HELENA, Alabama (Reuters) - The column of fire burning from the punctured Colonial Pipeline [COLPI.UL] on Monday afternoon reached 150 feet (45 metres) above the 75-foot tall trees in dense forest 12 miles (19 km) south of Helena, Alabama, the deputy chief of the town’s fire department said on Tuesday.
“It had to be a puncture,” said Helena Deputy Fire Chief Peter Valenti, one of the first emergency responders to reach the blaze. “The fire was going straight up. If it had been a rupture, it would have been running all over the ground.”
Colonial said on Tuesday it could resume sending gasoline through the pipeline by Saturday, after repairs are complete.
One person was killed and five others injured in the blaze. They were all members of a construction crew working on the pipeline on Monday. It appeared the crew struck the pipe with a backhoe, Colonial officials said on Tuesday.

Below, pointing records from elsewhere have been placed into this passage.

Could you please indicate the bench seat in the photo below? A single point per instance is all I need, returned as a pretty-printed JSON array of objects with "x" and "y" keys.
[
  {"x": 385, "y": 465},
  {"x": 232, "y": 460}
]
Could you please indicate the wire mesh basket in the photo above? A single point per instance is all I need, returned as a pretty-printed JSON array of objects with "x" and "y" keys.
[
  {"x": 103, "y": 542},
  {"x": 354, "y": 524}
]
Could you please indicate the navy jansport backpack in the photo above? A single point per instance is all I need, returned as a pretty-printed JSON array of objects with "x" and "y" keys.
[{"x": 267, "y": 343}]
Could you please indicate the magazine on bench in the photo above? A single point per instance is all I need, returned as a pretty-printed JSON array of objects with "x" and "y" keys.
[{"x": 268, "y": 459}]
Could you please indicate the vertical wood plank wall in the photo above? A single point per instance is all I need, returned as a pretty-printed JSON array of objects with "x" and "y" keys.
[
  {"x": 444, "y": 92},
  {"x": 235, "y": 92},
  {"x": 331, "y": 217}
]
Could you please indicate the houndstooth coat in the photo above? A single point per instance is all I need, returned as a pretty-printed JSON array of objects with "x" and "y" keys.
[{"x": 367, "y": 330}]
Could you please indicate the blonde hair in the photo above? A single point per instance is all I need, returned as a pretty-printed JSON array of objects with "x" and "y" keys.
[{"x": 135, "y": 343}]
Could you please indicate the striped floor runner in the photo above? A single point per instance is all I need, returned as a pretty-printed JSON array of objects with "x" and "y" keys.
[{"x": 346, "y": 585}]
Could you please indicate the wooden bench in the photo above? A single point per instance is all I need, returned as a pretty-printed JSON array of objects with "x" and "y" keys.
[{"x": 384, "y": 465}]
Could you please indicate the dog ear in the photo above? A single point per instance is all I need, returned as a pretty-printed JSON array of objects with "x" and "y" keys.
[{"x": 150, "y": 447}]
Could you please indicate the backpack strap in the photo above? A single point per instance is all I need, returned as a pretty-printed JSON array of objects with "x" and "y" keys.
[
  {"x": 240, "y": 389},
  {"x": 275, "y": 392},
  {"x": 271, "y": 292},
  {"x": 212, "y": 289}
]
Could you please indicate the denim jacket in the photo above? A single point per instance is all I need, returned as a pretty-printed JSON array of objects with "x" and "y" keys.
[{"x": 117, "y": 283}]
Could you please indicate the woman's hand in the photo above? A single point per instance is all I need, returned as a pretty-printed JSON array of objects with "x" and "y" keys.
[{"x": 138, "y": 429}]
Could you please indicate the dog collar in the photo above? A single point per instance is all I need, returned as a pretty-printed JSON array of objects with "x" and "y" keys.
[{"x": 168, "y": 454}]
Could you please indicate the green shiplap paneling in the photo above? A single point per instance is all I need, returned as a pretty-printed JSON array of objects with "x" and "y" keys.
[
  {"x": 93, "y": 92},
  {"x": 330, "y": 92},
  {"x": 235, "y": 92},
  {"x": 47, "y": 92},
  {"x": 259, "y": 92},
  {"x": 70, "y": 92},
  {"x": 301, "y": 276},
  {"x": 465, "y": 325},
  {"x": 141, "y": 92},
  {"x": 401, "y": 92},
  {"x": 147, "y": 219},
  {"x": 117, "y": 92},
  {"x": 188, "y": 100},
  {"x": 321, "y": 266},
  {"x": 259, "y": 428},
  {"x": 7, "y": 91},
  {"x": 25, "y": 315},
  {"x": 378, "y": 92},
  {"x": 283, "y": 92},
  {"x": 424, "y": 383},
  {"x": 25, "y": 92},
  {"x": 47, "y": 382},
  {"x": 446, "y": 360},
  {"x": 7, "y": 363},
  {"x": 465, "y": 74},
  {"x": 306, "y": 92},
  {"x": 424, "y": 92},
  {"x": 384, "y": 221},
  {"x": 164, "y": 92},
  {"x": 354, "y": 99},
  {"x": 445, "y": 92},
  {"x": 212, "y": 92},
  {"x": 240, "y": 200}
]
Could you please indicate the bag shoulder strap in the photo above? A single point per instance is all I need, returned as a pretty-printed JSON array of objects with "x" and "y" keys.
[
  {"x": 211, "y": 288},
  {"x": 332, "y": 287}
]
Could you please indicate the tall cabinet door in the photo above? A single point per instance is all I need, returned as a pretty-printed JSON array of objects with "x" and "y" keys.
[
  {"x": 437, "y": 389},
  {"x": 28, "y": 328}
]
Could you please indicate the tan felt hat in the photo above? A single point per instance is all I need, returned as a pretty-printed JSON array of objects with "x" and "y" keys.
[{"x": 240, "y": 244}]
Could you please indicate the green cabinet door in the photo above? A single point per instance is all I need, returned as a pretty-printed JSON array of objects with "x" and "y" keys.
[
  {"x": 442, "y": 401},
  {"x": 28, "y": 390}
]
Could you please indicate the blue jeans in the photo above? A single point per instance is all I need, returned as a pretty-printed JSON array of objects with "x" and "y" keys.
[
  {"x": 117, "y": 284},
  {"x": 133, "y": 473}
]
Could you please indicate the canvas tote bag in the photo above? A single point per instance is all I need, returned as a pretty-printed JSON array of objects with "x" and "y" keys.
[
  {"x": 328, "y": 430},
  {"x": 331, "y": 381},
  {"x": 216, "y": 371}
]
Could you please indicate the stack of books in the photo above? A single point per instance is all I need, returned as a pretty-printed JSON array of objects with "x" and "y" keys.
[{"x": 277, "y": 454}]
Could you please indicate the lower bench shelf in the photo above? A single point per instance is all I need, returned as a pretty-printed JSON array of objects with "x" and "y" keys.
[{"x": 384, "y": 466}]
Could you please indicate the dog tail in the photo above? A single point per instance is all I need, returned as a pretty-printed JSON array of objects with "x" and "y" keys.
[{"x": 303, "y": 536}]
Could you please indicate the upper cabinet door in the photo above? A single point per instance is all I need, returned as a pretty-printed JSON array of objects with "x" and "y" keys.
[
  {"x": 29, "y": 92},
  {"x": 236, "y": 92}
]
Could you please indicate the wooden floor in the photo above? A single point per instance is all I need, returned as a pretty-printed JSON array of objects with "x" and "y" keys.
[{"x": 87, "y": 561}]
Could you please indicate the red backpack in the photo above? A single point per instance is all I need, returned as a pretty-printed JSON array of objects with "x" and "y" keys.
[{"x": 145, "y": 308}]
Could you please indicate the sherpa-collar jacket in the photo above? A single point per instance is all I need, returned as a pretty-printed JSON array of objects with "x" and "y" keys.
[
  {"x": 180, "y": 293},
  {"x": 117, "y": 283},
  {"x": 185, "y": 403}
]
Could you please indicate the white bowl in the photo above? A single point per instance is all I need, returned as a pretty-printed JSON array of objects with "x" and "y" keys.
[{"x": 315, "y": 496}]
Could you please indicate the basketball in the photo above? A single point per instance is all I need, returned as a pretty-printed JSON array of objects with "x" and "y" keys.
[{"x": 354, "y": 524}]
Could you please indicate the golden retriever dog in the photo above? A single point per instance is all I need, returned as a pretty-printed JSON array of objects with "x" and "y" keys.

Looking at the blaze on Monday, Valenti said it was apparent that the rescue of the injured workers was his first priority.
“It was safer to let the gasoline burn out,” he said. “The crew was on the other side of pipeline from where we were. The heat was keeping us back. We had to work our way around.”
Late Tuesday afternoon, a steady stream of tractor-trailers carrying heavy repair equipment and pickup trucks carrying workers rumbled through Helena, a town of 18,000, down a winding two-lane blacktop highway, turning off on the dusty dirt road to the scene of the fire, which was reduced to a small blaze.